Information literacy, teaching library, learning library…The focus of my daily work and of that of my visit as 2012 “Librarian in Residence” is sometimes difficult to explain. “We work with college and high school students on how they can attain the information they need” is a simplified version, but it no longer comes close to the reality of teaching libraries and of library information services. The US is known as the country that originated the teaching library, so what could be more obvious than to go there? So I begin my stay, as one of two 2012 Librarians in Residence, at the place where the teaching library originated.
The Library of the University of California, Berkeley, which established the concept of the teaching library as part of its curriculum and training, is the ideal place to begin. But today, when many libraries, also in Europe, have refigured and expanded their training as teaching libraries, one has to look long and hard at the homepage of Berkeley’s Moffit Library to find “teaching library”. Instead, there’s information on chat rooms, workshops, tours, and much more. What new developments and ideas have occurred here? What has happened? So the first question I ask is not: What’s going on at Berkeley today and how can we carry it over to Germany, but rather: How is information literacy talked about in the US in 2012 and how do teaching libraries deal with it? Have the teaching libraries dissolved into workshops, media centers and information commons? Berkeley is the starting point for me of a trip into the complex information literacy world of the US, with discussions on developments, controversies and social contexts. But I’d also like to discuss the concrete details of everyday librarz work life in the US and Germany -- methods of assessment and conveyance of media literacy, for example.

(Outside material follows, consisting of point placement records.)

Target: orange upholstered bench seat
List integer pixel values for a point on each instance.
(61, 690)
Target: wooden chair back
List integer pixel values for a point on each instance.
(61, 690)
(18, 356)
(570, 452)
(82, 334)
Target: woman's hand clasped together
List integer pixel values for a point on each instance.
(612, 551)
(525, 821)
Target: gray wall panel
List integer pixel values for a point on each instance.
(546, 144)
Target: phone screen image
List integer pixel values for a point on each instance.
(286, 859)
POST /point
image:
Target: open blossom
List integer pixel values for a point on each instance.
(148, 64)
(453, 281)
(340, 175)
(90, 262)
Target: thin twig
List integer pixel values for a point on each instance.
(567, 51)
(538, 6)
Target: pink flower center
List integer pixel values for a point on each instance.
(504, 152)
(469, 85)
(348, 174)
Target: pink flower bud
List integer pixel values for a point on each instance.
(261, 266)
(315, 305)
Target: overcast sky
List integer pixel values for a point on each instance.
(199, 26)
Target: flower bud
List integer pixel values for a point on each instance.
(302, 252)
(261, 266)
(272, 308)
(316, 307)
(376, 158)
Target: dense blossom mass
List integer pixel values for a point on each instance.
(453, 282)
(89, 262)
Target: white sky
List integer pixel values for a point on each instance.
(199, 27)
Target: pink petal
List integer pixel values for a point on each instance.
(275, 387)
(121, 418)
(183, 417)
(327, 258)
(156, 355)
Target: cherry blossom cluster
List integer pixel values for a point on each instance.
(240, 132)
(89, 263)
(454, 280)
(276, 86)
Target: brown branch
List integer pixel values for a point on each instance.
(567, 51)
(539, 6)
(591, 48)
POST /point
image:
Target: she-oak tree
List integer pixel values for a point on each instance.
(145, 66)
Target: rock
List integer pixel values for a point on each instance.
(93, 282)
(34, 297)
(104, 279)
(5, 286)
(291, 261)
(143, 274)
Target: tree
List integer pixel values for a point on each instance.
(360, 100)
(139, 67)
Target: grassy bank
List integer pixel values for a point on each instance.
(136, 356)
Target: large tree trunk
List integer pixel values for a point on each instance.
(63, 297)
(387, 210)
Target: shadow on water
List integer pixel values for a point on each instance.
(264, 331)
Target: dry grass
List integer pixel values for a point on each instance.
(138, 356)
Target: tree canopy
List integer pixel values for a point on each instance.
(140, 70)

The second part of my stay, in New York, will also be devoted to concrete issues. As leader of the teaching library team of a regional library I’m confronted with very concrete questions, which I’d like to focus on while in New York: How do libraries handle their balancing act between research library and public mandate? For a regional library such as mine, a broader perspective is very valuable – a “basic” transmission of university library concepts would not take into account the heterogeneity of library patrons and media. In the US, larger public libraries often fulfill educational and research-oriented objectives. So what I would like to know is: what services, in terms of research and educational needs, does a public library offer, in the areas of information literacy, information services and place of learning, that don’t simply mirror what a college library offers? How are the interests of high school students addressed? And how are those who do not belong to any target group and who use the library for diverse private or professional reasons included in target group-oriented services? How is the heterogeneity of library users dealt with?
My concern as a 2012 Librarian in Residence is, on the one hand, to discover unanticipated concepts in the field of information literacy, and on the other, to keep in mind the diverse elements of the field of information literacy and its contact points with almost every other area of the library. For this reason I wish to find out more concerning places of learning, web services and such that extends beyond concrete information literacy services.
Ideally, the teaching library as learning library effects not only learning on the part of the user –so, too, do I wish to be a learning librarian in Berkeley and New York, and return home with a backpack full of ideas, points of discussion and impressions!